Find the derivative of \( y=\frac{x^4+4^x}{3+16x^3} \).

This is a quotient, so we need to use the quotient rule. Again, you find it helpful to put down the empty parentheses as a template: \[y'=\frac{(\ )(\ )-(\ )(\ )}{(\ )^2}\]

Then fill in all the pieces: \[y'=\frac{\left(4x^3+\ln(4)\cdot 4^x \right)\left(3+16x^3 \right)-\left(x^4+4^x \right)\left(48x^2 \right)}{\left(3+16x^3 \right)^2}\]

Example 5

Suppose a large tank contains 8 kg of a chemical dissolved in 50 liters of water. If a tap is opened and water is added to the tank at a rate of 5 liters per minute, at what rate is the concentration of chemical in the tank changing after 4 minutes?

First we need to set up a model for the concentration of chemical. The concentration would be measured as kg of chemical per liter of water, kg/L. The number of kg of chemical stays constant at 8 kg, but the quantity of water in the tank is increasing by 5 L/min.
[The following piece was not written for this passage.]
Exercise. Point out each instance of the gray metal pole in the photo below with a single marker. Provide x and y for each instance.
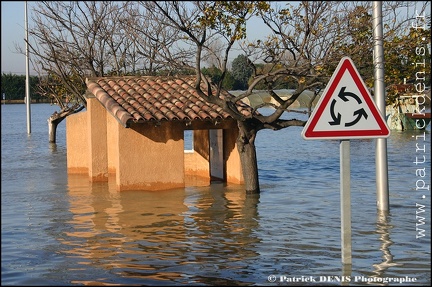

The total volume of water in the tank after \(t\) minutes is \(50 + 5t\), so the concentration after \(t\) minutes is \[c(t)=\frac{8}{50+5t}.\]

To find the rate at which the concentration is changing, we need the derivative: \[ \begin{align*} c'(t)=& \frac{\frac{d}{dt}(8)\cdot(50+5t)-(8)\cdot\frac{d}{dt}(50+5t)}{(50+5t)^2} \\ =& \frac{(0)\cdot(50+5t)-(8)(5)}{(50+5t)^2} \\ =& -\frac{40}{(50+5t)^2} \end{align*} \]

At \(t = 4\), \[ c'(4)=-\frac{40}{(50+5(4))^2}\approx -0.00816.\]

Note that the units here are kg per liter, per minute, or \( \frac{\text{kg/L}}{\text{min}} \). In other words, this tells us that after 4 minutes, the concentration of chemical is decreasing by 0.00816 kg/L each minute.